Costco - you don't have to be a member to use their pharmacy.

How It Works:

To Join
Complete the enrollment form or at any participating Costco pharmacy and return it to your Costco pharmacist. There is no additional charge for Costco members to participate in the Program.

This program is NOT insurance. The program is a value added benefit of Costco membership that provides eligible Costco members and their eligible dependents the ability to obtain lower prices for certain prescriptions on the Program's Preferred Drug List.

Savings are estimated up to 70% off and calculated at the time of sale. View some examples of savings that you and your family can begin taking advantage of immediately. The amount of any price reduction is determined at the time of purchase, and may change from time to time. Contact your local Costco Pharmacist for current Program pricing information.

Frequently Asked Questions
Answers to your Frequently Asked Questions about the Costco Member Prescription Program.

Pet Medication
Costco Member Prescription Program is also open for Costco member pet medications.
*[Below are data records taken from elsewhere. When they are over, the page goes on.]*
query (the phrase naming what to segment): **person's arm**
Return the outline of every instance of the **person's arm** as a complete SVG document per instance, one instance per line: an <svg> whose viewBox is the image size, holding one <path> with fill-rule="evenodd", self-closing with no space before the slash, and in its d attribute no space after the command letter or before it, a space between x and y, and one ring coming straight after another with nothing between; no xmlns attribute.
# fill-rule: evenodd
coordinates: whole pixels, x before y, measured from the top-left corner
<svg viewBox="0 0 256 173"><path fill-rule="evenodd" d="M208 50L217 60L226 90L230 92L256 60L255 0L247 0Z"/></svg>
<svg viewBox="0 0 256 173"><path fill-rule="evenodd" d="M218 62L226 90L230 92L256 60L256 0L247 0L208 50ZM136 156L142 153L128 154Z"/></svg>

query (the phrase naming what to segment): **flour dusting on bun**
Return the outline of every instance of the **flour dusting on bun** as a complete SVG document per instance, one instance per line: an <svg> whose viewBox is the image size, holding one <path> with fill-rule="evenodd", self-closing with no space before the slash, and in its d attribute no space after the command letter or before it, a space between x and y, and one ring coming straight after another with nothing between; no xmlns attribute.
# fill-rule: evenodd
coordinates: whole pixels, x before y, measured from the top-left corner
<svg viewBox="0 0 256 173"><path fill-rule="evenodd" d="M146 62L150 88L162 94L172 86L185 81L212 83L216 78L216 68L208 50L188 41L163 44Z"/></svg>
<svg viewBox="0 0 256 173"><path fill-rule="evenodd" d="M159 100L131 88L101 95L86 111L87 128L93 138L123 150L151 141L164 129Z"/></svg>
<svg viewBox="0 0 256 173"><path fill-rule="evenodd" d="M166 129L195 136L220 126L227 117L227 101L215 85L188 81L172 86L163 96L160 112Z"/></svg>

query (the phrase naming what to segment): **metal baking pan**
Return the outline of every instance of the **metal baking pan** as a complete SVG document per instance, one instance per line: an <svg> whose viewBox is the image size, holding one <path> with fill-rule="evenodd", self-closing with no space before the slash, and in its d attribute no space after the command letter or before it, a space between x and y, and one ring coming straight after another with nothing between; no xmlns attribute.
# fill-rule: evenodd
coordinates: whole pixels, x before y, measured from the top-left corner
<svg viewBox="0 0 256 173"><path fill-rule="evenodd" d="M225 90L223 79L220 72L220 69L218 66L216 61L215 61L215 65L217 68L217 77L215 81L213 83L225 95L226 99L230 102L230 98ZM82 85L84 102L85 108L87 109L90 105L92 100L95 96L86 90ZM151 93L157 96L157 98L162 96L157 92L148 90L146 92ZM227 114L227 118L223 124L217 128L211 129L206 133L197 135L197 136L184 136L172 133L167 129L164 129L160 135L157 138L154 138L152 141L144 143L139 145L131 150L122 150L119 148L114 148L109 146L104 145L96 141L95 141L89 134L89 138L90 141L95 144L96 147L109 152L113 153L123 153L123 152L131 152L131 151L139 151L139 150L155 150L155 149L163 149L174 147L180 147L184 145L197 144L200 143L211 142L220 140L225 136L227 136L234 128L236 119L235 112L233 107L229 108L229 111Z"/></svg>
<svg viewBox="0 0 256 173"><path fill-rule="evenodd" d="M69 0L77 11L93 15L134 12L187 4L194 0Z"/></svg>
Contact your local Costco Pharmacy for details.
We've made saving money easy!

Enrollment in the Program is open to Costco members (and their dependents) who have no prescription drug coverage available. Anyone receiving benefits from a publicly funded health care program, such as Medicare or Medicaid, is not eligible.

Anonymous said...

There's a very good app called GoodRx - you type in your drug name and it maps all of the drugstores' prices for that item.

Geniusofdespair said...

Thanks for all the tips. But you prove my point that prescription insurance sucks.

Anonymous said...

Grace, I'm not sure why you say generics for psych meds are not the same. I thought generics were supposed to be the same formulation but without all the name brand advertising.

The right likes to complain about the money we send overseas in aid to foreign nations. Consider this though. We are also subsidizing big pharma. Medications are much cheaper outside the US. Now I know that research isn't cheap and FDA requires tons of it prior to approving a med for sale in the US whether it is or isn't developed in the US. I don't disagree with this. But the pharmas are banking on getting P.A.I.D. in the US.

The Costco and Publix and Walmart models are an example of just how cheap these meds can be. Those companies, and others, are using the hook to get people into their stores. Of course they only offer the benefit on the lower tier, generic drugs.

The US needs to stop subsidizing pharma worldwide.